Philip (Hughes)a brave man to say any market is 'only going one way' but agree that anything that provides some degreee of 'risk management' is worth exploring, particularly in such volatile times.
At smartfarmer I have been looking at this area of reducing UK farmings exposure to currency movements. My research to date suggests if you tick the euro box there is a risk of a delay in payment compared to receiving the payment in pounds. Clearly since Christmas the pound has strengthened against the euro (as I write a euro is worth around 87 pence compared to 98 pence on December 29th) which goes to show that currencies can move in both directions and current markets are pretty volatile. In addition to foreign exchange brokers most banks will contract forward often with a 3 month window (which allows for some delay in payment) and usually do not require a deposit. Your bank may also offer other financial products which allow you to lock into a minimum value but offer some upside should the pound fall against the euro again. This later type of product clearly removes an element of risk and for this reason will cost, whereas locking in now would be free but removes the possibility of any upside. So understand your exposure, understand the products available to minimise that exposure, develop a strategy which is right for your business and finally implement it (which is often the bit none of us do which is actually, I guess, a strategy in its own right!)
Dear Philip
I have had over 30 of my Clients ring me up following this Article. My advice to each of them has been to take care when moving forward with playing with exchange rates.
As we know the pound against has weakened considerably since September 2008. But over the last few days the pound has strengthened due to the countries in the Euro Zone having to admit that their economies are in a major recession as well according to my fund manager friends. It appears that are own Government have been if anything very realistic of the downturn whereas countries such as France and Germany have ben less upfront especially on their exposure of sub prime. Reality is now setting in these Euro Zone countries hence where the euro is dropping in value.
Within your article you mention foreign exchange brokers. My advise to my Clients has been if they want to take the risk to ring their own friendly Agricultural Bank Managers and ask for a euro loan today. Taking out such a loan means they can exchange the euros into pounds at today's exchange rate. They then pay interest on the money until the Single Payment is paid by the Rural Payment Agency in Euros. (NB will need to tick the euro box ad have a euro bank account).

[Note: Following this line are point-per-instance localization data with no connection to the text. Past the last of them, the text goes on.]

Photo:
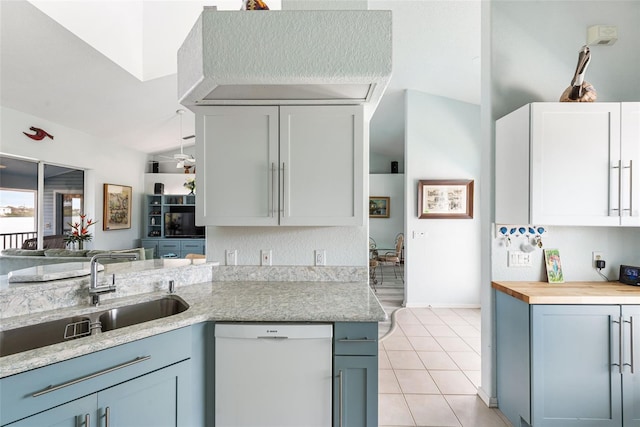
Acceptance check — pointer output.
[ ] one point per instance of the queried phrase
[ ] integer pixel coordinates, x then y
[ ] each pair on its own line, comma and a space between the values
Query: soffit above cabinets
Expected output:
286, 57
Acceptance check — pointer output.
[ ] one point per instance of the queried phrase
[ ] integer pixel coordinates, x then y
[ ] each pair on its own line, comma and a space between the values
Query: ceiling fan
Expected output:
182, 160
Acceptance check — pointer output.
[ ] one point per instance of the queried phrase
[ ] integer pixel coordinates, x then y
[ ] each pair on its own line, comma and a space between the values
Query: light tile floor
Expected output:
429, 370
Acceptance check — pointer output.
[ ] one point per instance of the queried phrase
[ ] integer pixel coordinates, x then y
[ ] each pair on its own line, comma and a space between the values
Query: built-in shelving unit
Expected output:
170, 242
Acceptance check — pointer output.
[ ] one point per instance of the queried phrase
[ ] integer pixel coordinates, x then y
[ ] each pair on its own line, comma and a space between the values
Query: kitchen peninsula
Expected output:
567, 353
175, 352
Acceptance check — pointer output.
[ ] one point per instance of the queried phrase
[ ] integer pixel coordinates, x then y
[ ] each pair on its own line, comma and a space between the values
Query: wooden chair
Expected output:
393, 258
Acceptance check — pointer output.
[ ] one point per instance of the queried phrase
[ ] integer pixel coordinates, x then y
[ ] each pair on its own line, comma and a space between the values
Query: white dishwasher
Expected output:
273, 375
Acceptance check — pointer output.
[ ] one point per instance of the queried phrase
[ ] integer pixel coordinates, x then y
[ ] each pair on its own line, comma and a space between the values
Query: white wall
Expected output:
103, 163
385, 230
442, 142
520, 46
344, 246
529, 53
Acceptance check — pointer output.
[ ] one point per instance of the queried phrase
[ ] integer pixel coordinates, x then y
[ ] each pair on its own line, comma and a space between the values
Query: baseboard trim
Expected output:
491, 402
409, 305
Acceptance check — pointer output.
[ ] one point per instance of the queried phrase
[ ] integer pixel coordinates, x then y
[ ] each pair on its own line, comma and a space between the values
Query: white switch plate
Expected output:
231, 256
320, 257
419, 234
520, 259
265, 257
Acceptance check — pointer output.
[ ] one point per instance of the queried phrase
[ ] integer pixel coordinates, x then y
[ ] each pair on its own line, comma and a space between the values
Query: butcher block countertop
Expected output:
571, 292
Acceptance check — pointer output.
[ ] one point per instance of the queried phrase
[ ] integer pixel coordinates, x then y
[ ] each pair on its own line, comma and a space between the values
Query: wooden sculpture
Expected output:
580, 90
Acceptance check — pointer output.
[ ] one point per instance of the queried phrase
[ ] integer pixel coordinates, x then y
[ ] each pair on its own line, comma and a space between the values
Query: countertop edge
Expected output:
583, 292
197, 313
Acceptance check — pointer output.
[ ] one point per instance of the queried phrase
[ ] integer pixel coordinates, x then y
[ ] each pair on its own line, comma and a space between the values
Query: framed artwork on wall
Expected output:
379, 207
117, 207
444, 198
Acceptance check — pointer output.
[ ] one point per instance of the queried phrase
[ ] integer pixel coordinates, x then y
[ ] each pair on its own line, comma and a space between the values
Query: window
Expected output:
62, 200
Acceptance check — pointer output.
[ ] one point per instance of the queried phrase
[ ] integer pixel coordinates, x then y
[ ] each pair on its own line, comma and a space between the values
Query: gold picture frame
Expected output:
116, 207
445, 199
379, 207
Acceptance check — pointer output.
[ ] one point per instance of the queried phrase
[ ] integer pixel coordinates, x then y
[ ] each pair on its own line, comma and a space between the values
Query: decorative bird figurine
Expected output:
39, 134
255, 5
580, 90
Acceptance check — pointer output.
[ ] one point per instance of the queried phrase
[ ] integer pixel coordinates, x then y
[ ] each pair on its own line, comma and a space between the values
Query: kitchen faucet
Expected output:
94, 290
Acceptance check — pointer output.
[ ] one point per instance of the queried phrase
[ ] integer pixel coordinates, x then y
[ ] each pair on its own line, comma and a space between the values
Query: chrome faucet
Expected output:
94, 290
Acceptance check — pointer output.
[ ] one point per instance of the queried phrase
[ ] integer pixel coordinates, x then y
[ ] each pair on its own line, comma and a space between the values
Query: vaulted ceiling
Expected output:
49, 71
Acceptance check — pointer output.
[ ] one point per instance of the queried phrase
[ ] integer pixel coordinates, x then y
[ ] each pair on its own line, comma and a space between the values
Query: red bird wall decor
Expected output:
39, 134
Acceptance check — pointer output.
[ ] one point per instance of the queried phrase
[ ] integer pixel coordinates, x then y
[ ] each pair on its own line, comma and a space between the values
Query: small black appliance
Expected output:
629, 275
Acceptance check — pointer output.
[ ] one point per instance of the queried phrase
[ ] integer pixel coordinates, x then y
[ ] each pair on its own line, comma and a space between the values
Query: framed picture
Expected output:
445, 198
554, 266
117, 207
379, 207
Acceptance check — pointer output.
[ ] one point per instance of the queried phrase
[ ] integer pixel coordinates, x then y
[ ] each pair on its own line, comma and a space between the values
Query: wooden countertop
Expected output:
571, 292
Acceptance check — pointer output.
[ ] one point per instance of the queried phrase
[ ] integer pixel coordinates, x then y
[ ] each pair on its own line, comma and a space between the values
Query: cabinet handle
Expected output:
273, 188
620, 344
630, 208
630, 322
284, 192
51, 388
619, 167
87, 420
340, 398
356, 340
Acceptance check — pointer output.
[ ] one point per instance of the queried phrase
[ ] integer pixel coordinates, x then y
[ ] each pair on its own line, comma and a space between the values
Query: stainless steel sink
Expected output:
17, 340
35, 336
143, 312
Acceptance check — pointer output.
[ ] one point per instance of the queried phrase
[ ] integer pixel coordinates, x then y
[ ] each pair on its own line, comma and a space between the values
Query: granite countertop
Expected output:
570, 292
208, 301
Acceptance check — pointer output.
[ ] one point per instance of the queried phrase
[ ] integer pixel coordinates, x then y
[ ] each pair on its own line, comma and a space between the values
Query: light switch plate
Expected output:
231, 256
520, 259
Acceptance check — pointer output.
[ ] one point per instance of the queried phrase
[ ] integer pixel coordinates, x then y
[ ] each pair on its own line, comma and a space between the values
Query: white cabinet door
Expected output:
630, 162
321, 156
575, 149
300, 166
236, 161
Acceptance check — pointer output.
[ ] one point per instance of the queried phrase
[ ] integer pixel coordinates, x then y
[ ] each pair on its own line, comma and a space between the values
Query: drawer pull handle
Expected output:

It should be noted that if the exchange rate is the same today as when the euros are paid then the farmer will have paid interest for no gain, if the exchange rate is higher he will have lost out and if it is lower he will have gained.
It should be noted that if a farmer ticks the euro box and then sits on the money until the exchange rates are favourable and then exchanges the money to euros and makes a gain he will be subject to capital gains tax.
Any currency dealing is a risk and no one knows what will happen in these recession times.